Lampung – Pemerintah Provinsi Lampung di duga mengkebiri lajunya pada percepatan pembangunan daerah 15 Kabupaten/Kota di Provinsi Lampung.
Pasalnya dana bagi hasil (DBH) 1,08 triliun pada tahun anggaran 2023 sampai saat ini masih tertahan dan belum terbayarkan oleh pihak Pemprov Lampung ke 15 Kabupaten/ Kota.
Hal tersebut di ungkapkan ” Auditor Utama Keuangan Negara (Tortama KN) V BPK RI Selamet Kurniawan di dalam rapat DPRD Lampung.
Rapat tersebut dalam rangka penyerahan Laporan Hasil Pemeriksaan ( LHP ) BPK Perwakilan Provinsi Lampung”berdasarkan atas Laporan Keuangan Pemerintah Daerah (LKPD) tahun anggaran 2023, Rabu 8 Mei 2024 tiga hari yang lalu.
Slamet Kurniawan membongkar persoalan dana bagi hasil (DBH) langsung di hadapan Gubernur Lampung Arinal Djunaidi, Ketua DPRD dan Anggota, beserta seluruh jajaran Eselon II dan III di Lingkungan Pemerintah Provinsi Lampung.
Slamet menyebutkan Pemerintah Provinsi Lampung masih memiliki hutang DBH pada tahun 2023 yang belum dibayarkan kepada Pemerintah Kabupaten/Kota dengan jumlah 1,08 triliun.
“Jumlah ini meningkat yang signifikan dari tahun sebelumnya hanya Rp 695,56 miliar,” ungkapnya.
Selanjutnya, Pemprov Lampung juga tidak menganggarkan Pendapatan Asli Daerah (PAD) secara rasional dalam pengendalian belanja tidak sesuai dengan skala prioritas.
Sehingga Pemprov Lampung tidak mampu membayar DBH, cenderung meningkatkan hutang belanja dari Rp93,78 miliar menjadi Rp362 miliar,” sebutnya.
Menurut Slamet, Pemprov Lampung perlu melakukan manajemen keuangan secara memadai, agar dapat menyalurkan dana bagi hasil kepada pemerintah Kabupaten /Kota, tepat waktu dan mengurangi hutang belanja saat ini.
Prestasi Opini Wajar Tampa Pengecualian (WTP) ke 10 (sepuluh) kali secara berturut – turut seharusnya dapat menjadi motivasi bagi pemerintah daerah Provinsi Lampung, di dalam meningkatkan akuntabilitas dan transparansi dalam pengelolaan keuangan daerah ,” ucapnya.
Dia juga mengatakan, BPK telah melakukan identifikasi terhadap beberapa area yang memerlukan perhatian lebih lanjut.
Pertama, penganggaran pendapatan tidak memadai dan tidak berdasarkan perkiraan yang terukur secara rasional dan dapat dicapai karena tidak melihat potensi dari realisasi tahun sebelumnya.

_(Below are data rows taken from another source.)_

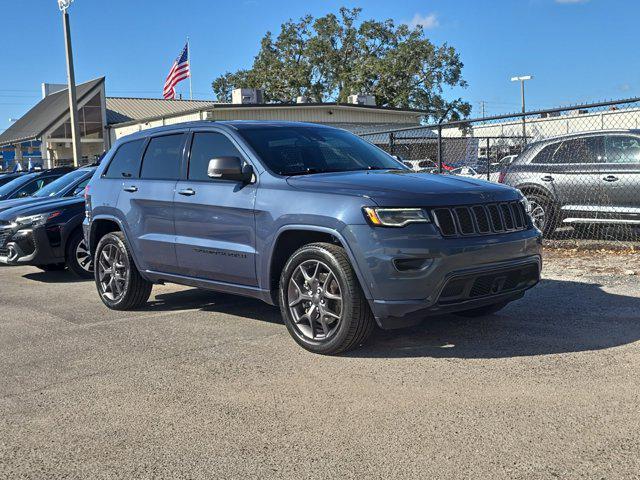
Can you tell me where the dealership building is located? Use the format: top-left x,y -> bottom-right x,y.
0,77 -> 425,168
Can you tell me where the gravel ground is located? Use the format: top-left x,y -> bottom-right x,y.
0,251 -> 640,479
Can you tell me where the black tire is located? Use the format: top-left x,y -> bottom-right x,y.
279,243 -> 375,355
456,302 -> 509,318
66,229 -> 93,279
36,263 -> 67,272
525,192 -> 558,237
94,232 -> 153,310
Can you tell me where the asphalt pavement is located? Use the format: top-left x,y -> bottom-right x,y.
0,254 -> 640,479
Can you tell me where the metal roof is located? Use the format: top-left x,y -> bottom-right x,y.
0,77 -> 104,146
107,97 -> 429,127
106,97 -> 215,125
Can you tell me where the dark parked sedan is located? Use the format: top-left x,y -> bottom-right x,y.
0,167 -> 73,201
0,194 -> 93,278
0,166 -> 96,212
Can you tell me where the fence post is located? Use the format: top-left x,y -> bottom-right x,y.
438,122 -> 442,173
487,137 -> 491,181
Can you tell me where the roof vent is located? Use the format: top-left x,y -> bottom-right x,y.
347,94 -> 376,107
231,88 -> 264,105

Akibatnya, pada pelaksanaan belanja Pemprov tidak didukung ketersediaan dana yang cukup.
Kedua, 60 paket pekerjaan infrastruktur yang kekurangan volume sebesar Rp3,29 miliar, tidak sesuai spesifikasi sebesar Rp823 juta dan belum dikenakan denda atas tiga paket pekerjaan yang terlambat sebesar Rp32,4 juta.
Ketiga, Pemprov terlambat menyalurkan dana bagi hasil pajak rokok triwulan 4 tahun 2023 sebesar Rp80,05 miliar serta dana bagi hasil pajak daerah triwulan 2, 3 dan PBBKB untuk triwulan 1 tahun 2023 sebesar Rp702 miliar.
“Oleh karena itu BPK merekomendasikan kepada Gubernur Lampung agar mengelola keuangan daerah dapat sesuai ketentuan, menghindari defisit keuangan. Kemudian, menyalurkan DBH tahun 2024 pada pihak Pemerintah Kabupaten / Kota yang sesuai dengan ketentuan.
Lebih lanjut Slamet Kurniawan memberikan perintah pertama memerintahkan kepada Sekretaris Daerah selaku TAPD (Ketua Tim Anggaran Pemerintah Daerah) untuk dapat mengevaluasi APBD. Mempertimbangkan potensi daerah serta perhitungan rasional dan penetapan anggaran pendapatan asli daerah serta merencanakan belanja daerah sesuai kemampuan dan ketersediaan dana daerah.
Lalu ke dua memerintahkan Kepala Badan Pengelolaan Keuangan dan Aset Daerah (BPKAD) selaku bendahara umum daerah menyalurkan pembayaran DBH anggaran tahun 2023 sebesar Rp1,08 triliun kepada 15 pemerintah Kabupaten / Kota di provinsi Lampung.
“Menginstruksikan kepada Kepala Bidang perbendaharaan kuasa benda daerah agar supaya cermat dalam melakukan pencairan belanja dengan memperhatikan seluruhnya penggunaan dana sesuai peruntukannya.
Ke tiga memerintahkan Kepala Dinas Bina Marga dan Bina Konstruksi, Kepala Dinas
Pengembangan Sumber Daya Air, Kepala Dinas Perumahan Kawasan Pemukiman dan Cipta Karya. Kepala Dinas Pendidikan dan Kebudayaan.
Kepala Dinas Perkebunan, Kepala Badan Penanggulangan Bencana Daerah segera memproses kelebihan pembayaran sebesar Rp4,11 miliar dan kekurangan penerimaan dari denda keterlambatan sebesar Rp32,44 juta kepada pihak-pihak yang terkait sesuai dengan ketentuan peraturan perundang – undangan dan menyetorkannya ke kas daerah, pinta Slamet Kurniawan di dalam kesempatan tersebut, (**/Red).